Correlation Between ZhongAn Online and GREENX METALS
Can any of the company-specific risk be diversified away by investing in both ZhongAn Online and GREENX METALS at the same time? Although using a correlation coefficient on its own may not help to predict future stock returns, this module helps to understand the diversifiable risk of combining ZhongAn Online and GREENX METALS into the same portfolio, which is an essential part of the fundamental portfolio management process.
By analyzing existing cross correlation between ZhongAn Online P and GREENX METALS LTD, you can compare the effects of market volatilities on ZhongAn Online and GREENX METALS and check how they will diversify away market risk if combined in the same portfolio for a given time horizon. You can also utilize pair trading strategies of matching a long position in ZhongAn Online with a short position of GREENX METALS. Check out your portfolio center. Please also check ongoing floating volatility patterns of ZhongAn Online and GREENX METALS.
Diversification Opportunities for ZhongAn Online and GREENX METALS
0.41 | Correlation Coefficient |
Very weak diversification
The 3 months correlation between ZhongAn and GREENX is 0.41. Overlapping area represents the amount of risk that can be diversified away by holding ZhongAn Online P and GREENX METALS LTD in the same portfolio, assuming nothing else is changed. The correlation between historical prices or returns on GREENX METALS LTD and ZhongAn Online is a relative statistical measure of the degree to which these equity instruments tend to move together. The correlation coefficient measures the extent to which returns on ZhongAn Online P are associated (or correlated) with GREENX METALS. Values of the correlation coefficient range from -1 to +1, where. The correlation of zero (0) is possible when the price movement of GREENX METALS LTD has no effect on the direction of ZhongAn Online i.e., ZhongAn Online and GREENX METALS go up and down completely randomly.
Pair Corralation between ZhongAn Online and GREENX METALS
Assuming the 90 days trading horizon ZhongAn Online P is expected to under-perform the GREENX METALS. But the stock apears to be less risky and, when comparing its historical volatility, ZhongAn Online P is 1.4 times less risky than GREENX METALS. The stock trades about -0.06 of its potential returns per unit of risk. The GREENX METALS LTD is currently generating about -0.02 of returns per unit of risk over similar time horizon. If you would invest 48.00 in GREENX METALS LTD on October 23, 2024 and sell it today you would lose (4.00) from holding GREENX METALS LTD or give up 8.33% of portfolio value over 90 days.

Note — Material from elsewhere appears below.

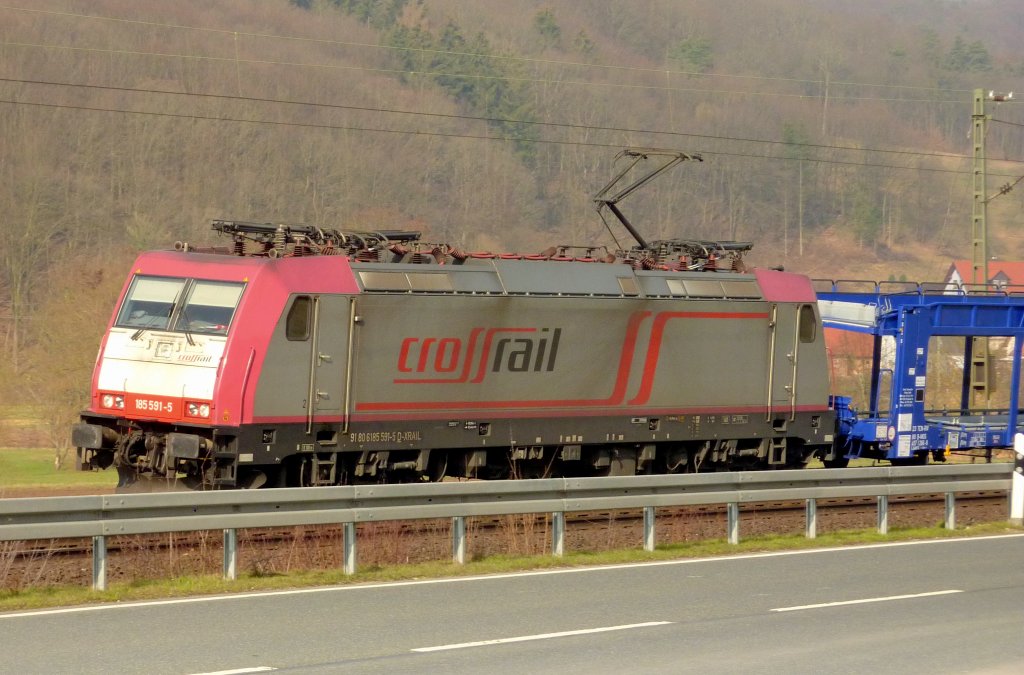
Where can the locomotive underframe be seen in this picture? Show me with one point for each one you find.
(286, 455)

Time Period | 3 Months [change] |
Direction | Moves Together |
Strength | Weak |
Accuracy | 100.0% |
Values | Daily Returns |
ZhongAn Online P vs. GREENX METALS LTD
Performance |
Timeline |
ZhongAn Online P |
GREENX METALS LTD |
ZhongAn Online and GREENX METALS Volatility Contrast
Predicted Return Density |
Returns |
Pair Trading with ZhongAn Online and GREENX METALS
The main advantage of trading using opposite ZhongAn Online and GREENX METALS positions is that it hedges away some unsystematic risk. Because of two separate transactions, even if ZhongAn Online position performs unexpectedly, GREENX METALS can make up some of the losses. Pair trading also minimizes risk from directional movements in the market. For example, if an entire industry or sector drops because of unexpected headlines, the short position in GREENX METALS will offset losses from the drop in GREENX METALS's long position.ZhongAn Online vs. Titan Machinery | ZhongAn Online vs. Siemens Healthineers AG | ZhongAn Online vs. Federal Agricultural Mortgage | ZhongAn Online vs. Dairy Farm International |
GREENX METALS vs. DATADOT TECHNOLOGY | GREENX METALS vs. Information Services International Dentsu | GREENX METALS vs. Hyrican Informationssysteme Aktiengesellschaft | GREENX METALS vs. US Physical Therapy |
Check out your portfolio center.Note that this page's information should be used as a complementary analysis to find the right mix of equity instruments to add to your existing portfolios or create a brand new portfolio. You can also try the Alpha Finder module to use alpha and beta coefficients to find investment opportunities after accounting for the risk.